# Calcium and its effects on tarantulas



## NoahThomas43 (Jan 5, 2018)

Hi!
I’ve read numerous posts, articles, etc. about the alleged effects Calcium may have on Tarantulas. Some claiming that high Calcium intake does not lead to any significant issues for tarantulas and others suggesting the contrary. I am aware that this hasn’t been properly researched and tested to produce a conclusive answer. I have an OBT sling, and about twenty baby crickets whom I’ve been feeding a Calcium-based block and some water. Two of my crickets had died (not related to the subject of this post, but they were bought from PetSmart). I want to see your guys’ perspective on this prior to feeding any crickets to the sling.

Reactions: Sad 1


----------



## Sarkhan42 (Jan 5, 2018)

Calcium does not provide any significant benefit to tarantulas, and there is also no significant evidence to believe that it is harmful to them. Many species in the wild have access to vertebrate prey like small amphibians regularly, and many keepers feed mice regularly to no ill effect.

Reactions: Like 2


----------



## NoahThomas43 (Jan 5, 2018)

Sarkhan42 said:


> Calcium does not provide any significant benefit to tarantulas, and there is also no significant evidence to believe that it is harmful to them. Many species in the wild have access to vertebrate prey like small amphibians regularly, and many keepers feed mice regularly to no ill effect.


Thanks for the reply!


----------



## Nightstalker47 (Jan 5, 2018)

NoahThomas43 said:


> Hi!
> I’ve read numerous posts, articles, etc. about the alleged effects Calcium may have on Tarantulas. Some claiming that high Calcium intake does not lead to any significant issues for tarantulas and others suggesting the contrary. I am aware that this hasn’t been properly researched and tested to produce a conclusive answer. I have an OBT sling, and about twenty baby crickets whom I’ve been feeding a Calcium-based block and some water. Two of my crickets had died (not related to the subject of this post, but they were bought from PetSmart). I want to see your guys’ perspective on this prior to feeding any crickets to the sling.

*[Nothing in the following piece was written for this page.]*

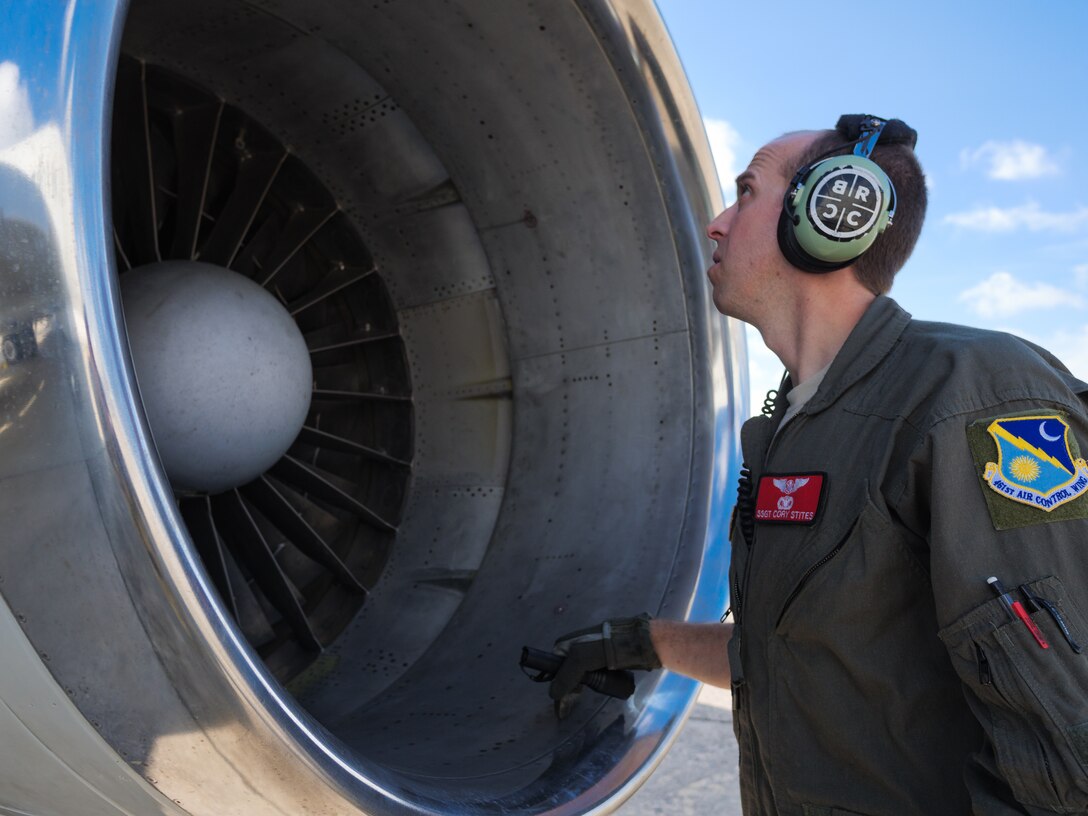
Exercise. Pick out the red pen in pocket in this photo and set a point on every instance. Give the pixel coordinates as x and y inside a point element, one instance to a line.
<point>1016,609</point>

Don't worry about the whole calcium intake myth. Here's the backstory. 

Many new keepers were feeding their spiders mice and experienced bad molts...they immediately blamed the mice and their high calcium content. But there is far more to it.

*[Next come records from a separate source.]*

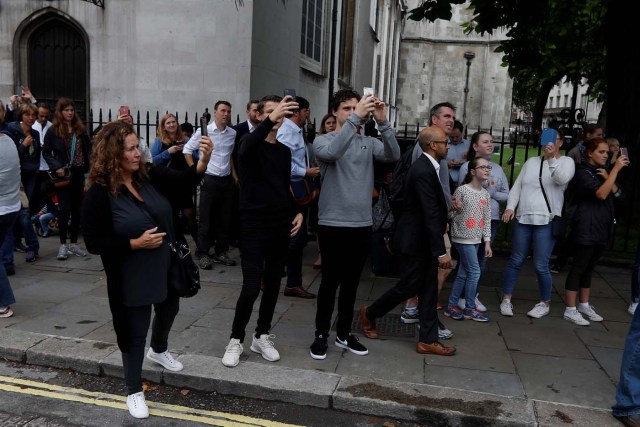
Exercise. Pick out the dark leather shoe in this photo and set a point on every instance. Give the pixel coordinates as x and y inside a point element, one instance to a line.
<point>435,348</point>
<point>630,420</point>
<point>299,292</point>
<point>368,328</point>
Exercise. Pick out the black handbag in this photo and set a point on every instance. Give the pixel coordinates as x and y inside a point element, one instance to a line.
<point>183,278</point>
<point>558,223</point>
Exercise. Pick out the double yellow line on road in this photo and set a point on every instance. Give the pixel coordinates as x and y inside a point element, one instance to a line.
<point>34,388</point>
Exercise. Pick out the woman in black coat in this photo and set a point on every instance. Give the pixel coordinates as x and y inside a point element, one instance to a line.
<point>592,191</point>
<point>67,148</point>
<point>127,218</point>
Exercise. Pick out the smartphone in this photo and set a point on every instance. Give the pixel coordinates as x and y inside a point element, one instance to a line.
<point>549,136</point>
<point>290,92</point>
<point>203,126</point>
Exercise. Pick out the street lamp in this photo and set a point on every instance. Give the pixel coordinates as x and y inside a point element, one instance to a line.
<point>469,57</point>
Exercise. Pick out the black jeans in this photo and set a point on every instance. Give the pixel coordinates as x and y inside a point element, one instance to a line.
<point>138,319</point>
<point>344,252</point>
<point>585,258</point>
<point>216,205</point>
<point>263,251</point>
<point>418,276</point>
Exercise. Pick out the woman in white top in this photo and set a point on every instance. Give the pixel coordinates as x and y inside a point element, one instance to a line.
<point>533,221</point>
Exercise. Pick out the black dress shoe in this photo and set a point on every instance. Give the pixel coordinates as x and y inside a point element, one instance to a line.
<point>299,292</point>
<point>630,420</point>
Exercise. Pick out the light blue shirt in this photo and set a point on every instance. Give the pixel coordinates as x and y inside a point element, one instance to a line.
<point>290,134</point>
<point>223,142</point>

Truth is they rushed into advanced species without doing their due diligence...and had their husbandry way off. Casualties were reported and falsely accounted for. This was how the myth began spreading, so be careful who you trust with information.

Unsurprisingly, most of these cases also happen to involve Theraphosa, who are sensitive to husbandry mistakes. 

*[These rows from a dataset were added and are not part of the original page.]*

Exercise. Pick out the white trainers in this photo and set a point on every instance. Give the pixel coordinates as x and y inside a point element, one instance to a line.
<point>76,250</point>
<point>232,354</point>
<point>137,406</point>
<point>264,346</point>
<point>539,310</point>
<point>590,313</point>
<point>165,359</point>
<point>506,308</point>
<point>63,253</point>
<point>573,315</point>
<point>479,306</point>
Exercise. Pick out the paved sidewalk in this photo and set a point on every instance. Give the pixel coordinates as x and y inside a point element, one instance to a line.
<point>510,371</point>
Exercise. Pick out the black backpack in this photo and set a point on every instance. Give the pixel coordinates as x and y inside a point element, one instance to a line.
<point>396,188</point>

With all that said don't raise your crickets solely on calcium blocks and water. They should be fed fruits and vegetables as their staple.

Reactions: Like 3 | Agree 2 | Informative 2 | Award 1


----------



## NoahThomas43 (Jan 5, 2018)

Nightstalker47 said:


> Don't worry about the whole calcium intake myth. Here's the backstory.
> 
> Many new keepers were feeding their spiders mice and experienced bad molts...they immediately blamed the mice and their high calcium content. But there is far more to it.
> 
> ...


Thanks for the information! Yea, was suspecting it was more so based on myth. I will feed the crickets a more varied diet.


----------



## AphonopelmaTX (Jan 5, 2018)

Stan Schultz, author of the Tarantula Keeper's guide, wrote a good overview of this myth.  View here.

Reactions: Like 5 | Informative 1 | Helpful 1


----------



## BoyFromLA (Jan 5, 2018)

Nightstalker47 said:


> Many new keepers were feeding their spiders mice and experienced bad molts...they immediately blamed the mice and their high calcium content. But there is far more to it.
> 
> Truth is they rushed into advanced species without doing their due diligence...and had their husbandry way off. Casualties were reported and falsely accounted for. This was how the myth began spreading, so be careful who you trust with information.


So that’s how the ‘calcium in take myth’ all began, interesting.


----------



## NoahThomas43 (Jan 5, 2018)

AphonopelmaTX said:


> Stan Schultz, author of the Tarantula Keeper's guide, wrote a good overview of this myth.  View here.


Interesting, thanks!


----------



## NoahThomas43 (Jan 5, 2018)

Nightstalker47 said:


> Don't worry about the whole calcium intake myth. Here's the backstory.
> 
> Many new keepers were feeding their spiders mice and experienced bad molts...they immediately blamed the mice and their high calcium content. But there is far more to it.
> 
> ...


Any idea why my crickets keep dying? Found another one upside down not too long ago, with minimal movement.


----------



## The Grym Reaper (Jan 5, 2018)

The calcium thing is a myth, It'd still be a good idea give your crickets a more varied diet, a mix of cereal grains and fish food to eat and bug gel to keep them hydrated worked really well for me.



NoahThomas43 said:


> Any idea why my crickets keep dying? Found another one upside down not too long ago, with minimal movement.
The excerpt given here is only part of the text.